The last step is to write a function that calls calcColor many times for all the rays that would go from the "eye" through each pixel in a raster and write out the pixel colors to a file. The XML file will give you the location of the eye as well as a description of the raster location in 3-space. The file you should output should start with one line that is the size of the raster in pixels in x and y then have 6 characters per pixel after that until the end of the file. Each pixel is represented by a hex RGB value, like in HTML. The first two characters are the hex for red with a value between 00 and ff (0 and 255). The next two are for green and the last two are for blue. Don't put any white spaces between the pixels. The function that does this should be called render and it should take a filename for the geometry file, a filename for the raster output file, and the size of the raster in x and y. (render inputFileName outputFileName sizex sizey) This is really the only function people will call from the top level because it reads in the geometry file, builds the tree and list of lights, then casts all the rays and writes the raster to the proper file.

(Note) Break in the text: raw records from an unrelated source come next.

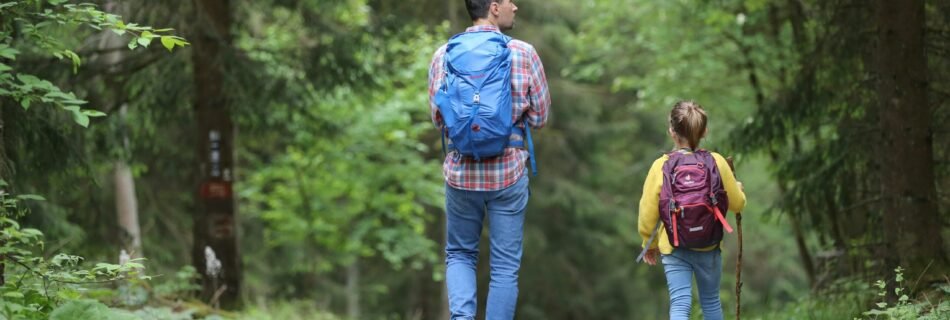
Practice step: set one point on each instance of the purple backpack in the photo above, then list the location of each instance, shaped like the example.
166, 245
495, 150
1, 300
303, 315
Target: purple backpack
693, 201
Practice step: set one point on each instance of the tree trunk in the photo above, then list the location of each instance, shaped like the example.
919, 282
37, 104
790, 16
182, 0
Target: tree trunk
127, 209
125, 200
214, 221
452, 10
353, 290
910, 216
3, 176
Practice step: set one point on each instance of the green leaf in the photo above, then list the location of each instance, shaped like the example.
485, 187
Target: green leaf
93, 113
79, 117
9, 53
168, 42
143, 41
32, 232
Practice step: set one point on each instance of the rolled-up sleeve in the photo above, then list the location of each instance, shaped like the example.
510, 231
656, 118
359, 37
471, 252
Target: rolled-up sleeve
538, 94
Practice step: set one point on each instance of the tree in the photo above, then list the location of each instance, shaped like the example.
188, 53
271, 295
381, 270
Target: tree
912, 226
214, 222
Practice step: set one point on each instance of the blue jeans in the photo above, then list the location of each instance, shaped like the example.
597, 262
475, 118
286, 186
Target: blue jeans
680, 266
465, 211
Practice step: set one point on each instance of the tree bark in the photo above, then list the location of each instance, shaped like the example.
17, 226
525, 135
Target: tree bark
127, 209
910, 216
353, 290
214, 220
126, 202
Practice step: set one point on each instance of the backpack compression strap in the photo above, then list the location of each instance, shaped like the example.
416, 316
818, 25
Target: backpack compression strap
515, 141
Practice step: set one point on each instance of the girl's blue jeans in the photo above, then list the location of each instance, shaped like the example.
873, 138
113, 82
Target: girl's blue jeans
465, 211
680, 267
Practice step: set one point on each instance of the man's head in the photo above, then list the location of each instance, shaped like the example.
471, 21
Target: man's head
497, 12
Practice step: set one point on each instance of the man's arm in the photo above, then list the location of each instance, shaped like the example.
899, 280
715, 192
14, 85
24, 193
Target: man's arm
538, 94
435, 81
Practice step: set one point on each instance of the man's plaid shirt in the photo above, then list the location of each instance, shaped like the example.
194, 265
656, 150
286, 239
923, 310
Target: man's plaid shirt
530, 98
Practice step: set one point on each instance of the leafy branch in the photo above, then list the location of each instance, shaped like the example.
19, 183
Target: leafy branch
29, 20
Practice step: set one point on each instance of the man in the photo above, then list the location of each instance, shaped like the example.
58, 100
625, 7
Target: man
496, 185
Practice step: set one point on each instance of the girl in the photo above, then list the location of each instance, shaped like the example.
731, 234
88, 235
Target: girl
684, 257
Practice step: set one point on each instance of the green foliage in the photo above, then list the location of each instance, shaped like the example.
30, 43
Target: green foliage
347, 178
904, 308
88, 309
289, 310
27, 25
38, 287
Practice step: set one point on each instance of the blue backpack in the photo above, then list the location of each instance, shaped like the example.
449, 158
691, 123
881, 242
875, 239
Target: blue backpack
475, 97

Once you have written a raster, you can view it with the following JAR file. Just save the jar file where you put your raster text file and type in java -cp RasterViewer.jar RasterViewer fileName. This should bring up a window displaying your rendering and allow you to save it as a PNG file.
Here is a sample XML file that you can use as input for your program to test it and also to see what the format of the XML file should be. You can obviously create your own XML files by hand or using any tool you want. I have a C program that will create some simple geometries here. Is you use this, don't worry about putting in alpha values unless you want to put transparency into your program.
XSLT Processor - This is the next option in the advanced XML. XSLT is an XML based technology that does style sheet transformations on XML data files. What you will do for the assignment is to write your own XSLT transformer. This will read in two XML files, a data file and a style sheet file. It will apply the style sheet transformations to the original XML file to produce a new XML document that you can then write out to file.
Here is a link to a page describing XSLT. If you are going to attempt this option you must read this or some other reference on XSLT. Note that you do not have to be able to create a fully functional XSLT program. Just something that works for some basic XML data sets.